Art. 7.Voor de toepassing van artikel 4 van deze overeenkomst zullen alleen als afwezigheid worden beschouwd de gewone werkdagen voor dewelke de arbeider(ster) aanspraak had mogen maken op het loon indien hij (zij) door de reden voorzien in artikel 4 niet belet was geweest te werken.

De onder artikel 4 vermelde vergoeding zal enkel worden uitbetaald indien de arbeider(ster) de verzuimdagen daadwerkelijk aan de voorziene doeleinden heeft gewijd. HOOFDSTUK IV. - Duur

Art. 8.Deze collectieve arbeidsovereenkomst treedt in werking op 19 april 1999 en is gesloten voor onbepaalde tijd.

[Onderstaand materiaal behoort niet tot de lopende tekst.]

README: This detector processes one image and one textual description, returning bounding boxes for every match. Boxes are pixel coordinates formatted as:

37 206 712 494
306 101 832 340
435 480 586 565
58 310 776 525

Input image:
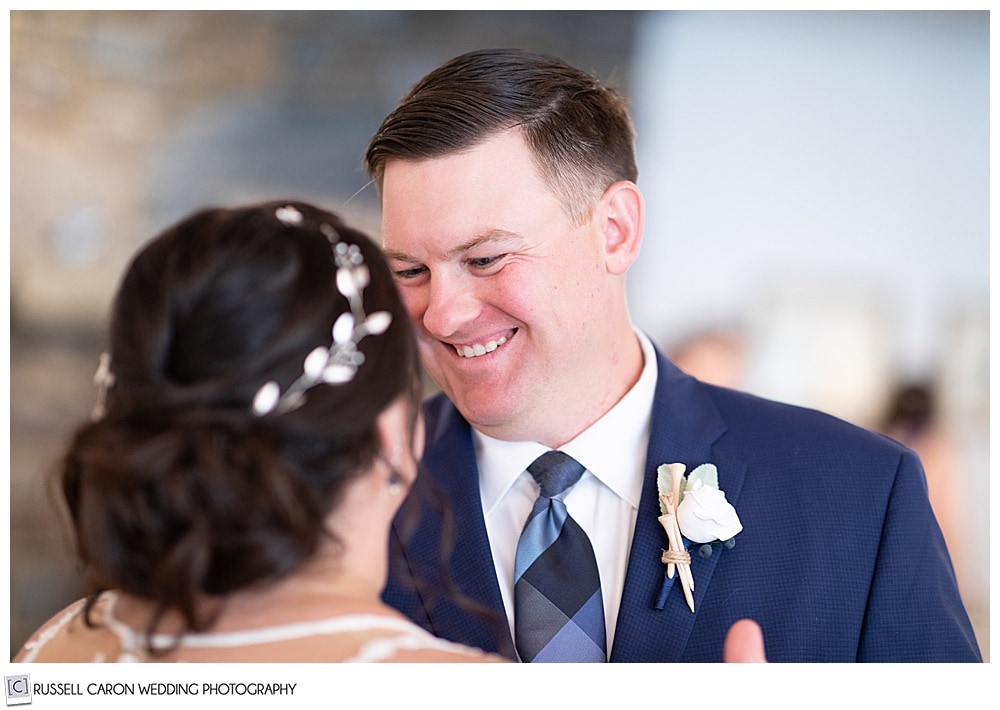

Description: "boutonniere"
656 463 743 612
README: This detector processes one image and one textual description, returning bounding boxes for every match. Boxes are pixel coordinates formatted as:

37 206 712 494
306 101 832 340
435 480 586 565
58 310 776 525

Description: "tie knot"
528 451 585 498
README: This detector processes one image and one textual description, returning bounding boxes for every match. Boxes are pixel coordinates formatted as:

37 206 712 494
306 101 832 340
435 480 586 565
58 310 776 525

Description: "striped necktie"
514 451 607 663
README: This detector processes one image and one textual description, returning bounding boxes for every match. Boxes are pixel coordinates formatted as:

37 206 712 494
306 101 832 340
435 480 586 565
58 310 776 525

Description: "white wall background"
630 11 989 413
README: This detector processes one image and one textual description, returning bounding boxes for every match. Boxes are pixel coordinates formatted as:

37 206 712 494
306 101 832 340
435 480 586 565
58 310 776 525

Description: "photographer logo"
4 674 31 705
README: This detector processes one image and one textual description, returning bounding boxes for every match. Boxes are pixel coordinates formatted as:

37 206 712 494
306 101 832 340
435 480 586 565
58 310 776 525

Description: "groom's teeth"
455 337 507 357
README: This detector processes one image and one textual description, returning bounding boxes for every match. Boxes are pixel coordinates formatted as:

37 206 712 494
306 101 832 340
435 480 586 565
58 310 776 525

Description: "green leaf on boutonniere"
656 464 673 515
681 463 719 500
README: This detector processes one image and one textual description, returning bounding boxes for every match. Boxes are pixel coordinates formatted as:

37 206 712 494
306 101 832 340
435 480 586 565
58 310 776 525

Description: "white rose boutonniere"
656 463 743 612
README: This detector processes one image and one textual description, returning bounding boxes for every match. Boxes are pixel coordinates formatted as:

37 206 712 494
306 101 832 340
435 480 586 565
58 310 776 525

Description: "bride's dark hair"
59 201 420 652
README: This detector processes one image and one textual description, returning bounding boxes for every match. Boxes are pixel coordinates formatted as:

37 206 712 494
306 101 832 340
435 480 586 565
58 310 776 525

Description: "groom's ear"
594 180 645 276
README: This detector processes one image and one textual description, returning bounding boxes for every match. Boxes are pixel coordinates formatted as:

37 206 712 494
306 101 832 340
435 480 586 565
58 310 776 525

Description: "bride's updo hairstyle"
61 201 420 631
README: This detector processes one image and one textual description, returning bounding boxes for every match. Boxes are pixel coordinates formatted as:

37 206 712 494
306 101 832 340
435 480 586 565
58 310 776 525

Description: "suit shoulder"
704 384 910 468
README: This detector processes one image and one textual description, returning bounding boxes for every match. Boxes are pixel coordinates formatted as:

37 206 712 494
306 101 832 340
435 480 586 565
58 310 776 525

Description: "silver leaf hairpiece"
253 205 392 416
90 205 392 421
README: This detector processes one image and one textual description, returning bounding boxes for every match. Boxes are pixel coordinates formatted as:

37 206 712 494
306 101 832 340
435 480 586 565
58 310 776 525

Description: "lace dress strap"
103 594 482 663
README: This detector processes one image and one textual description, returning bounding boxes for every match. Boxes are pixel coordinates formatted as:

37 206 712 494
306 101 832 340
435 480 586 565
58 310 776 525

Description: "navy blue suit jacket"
384 353 982 662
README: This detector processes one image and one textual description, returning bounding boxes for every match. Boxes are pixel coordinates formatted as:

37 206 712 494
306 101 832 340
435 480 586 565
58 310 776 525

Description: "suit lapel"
418 400 515 657
611 352 746 662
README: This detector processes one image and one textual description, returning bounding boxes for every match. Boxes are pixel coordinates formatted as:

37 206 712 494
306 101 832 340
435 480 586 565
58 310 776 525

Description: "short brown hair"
365 49 638 220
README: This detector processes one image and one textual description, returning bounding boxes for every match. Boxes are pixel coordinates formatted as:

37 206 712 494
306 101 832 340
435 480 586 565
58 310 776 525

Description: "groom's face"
382 131 607 440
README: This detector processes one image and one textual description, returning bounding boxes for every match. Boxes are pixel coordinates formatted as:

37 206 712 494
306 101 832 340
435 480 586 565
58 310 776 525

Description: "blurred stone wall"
10 11 637 655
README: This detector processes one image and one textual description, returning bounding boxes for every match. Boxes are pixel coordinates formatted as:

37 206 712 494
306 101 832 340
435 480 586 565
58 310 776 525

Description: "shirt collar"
472 328 657 515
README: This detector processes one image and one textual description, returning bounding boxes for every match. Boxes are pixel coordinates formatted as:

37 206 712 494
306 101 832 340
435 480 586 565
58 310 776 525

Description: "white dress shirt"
472 329 657 655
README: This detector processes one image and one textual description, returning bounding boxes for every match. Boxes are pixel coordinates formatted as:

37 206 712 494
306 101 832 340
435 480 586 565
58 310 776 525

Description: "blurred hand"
722 619 767 663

Zij kan door één van de partijen opgezegd worden mits een opzegging van zes maanden, betekend bij een ter post aangetekende brief, gericht aan de voorzitter van het Paritair Comité voor de metaal-, machine- en elektrische bouw.

Gezien om te worden gevoegd bij het koninklijk besluit van 18 september 2001.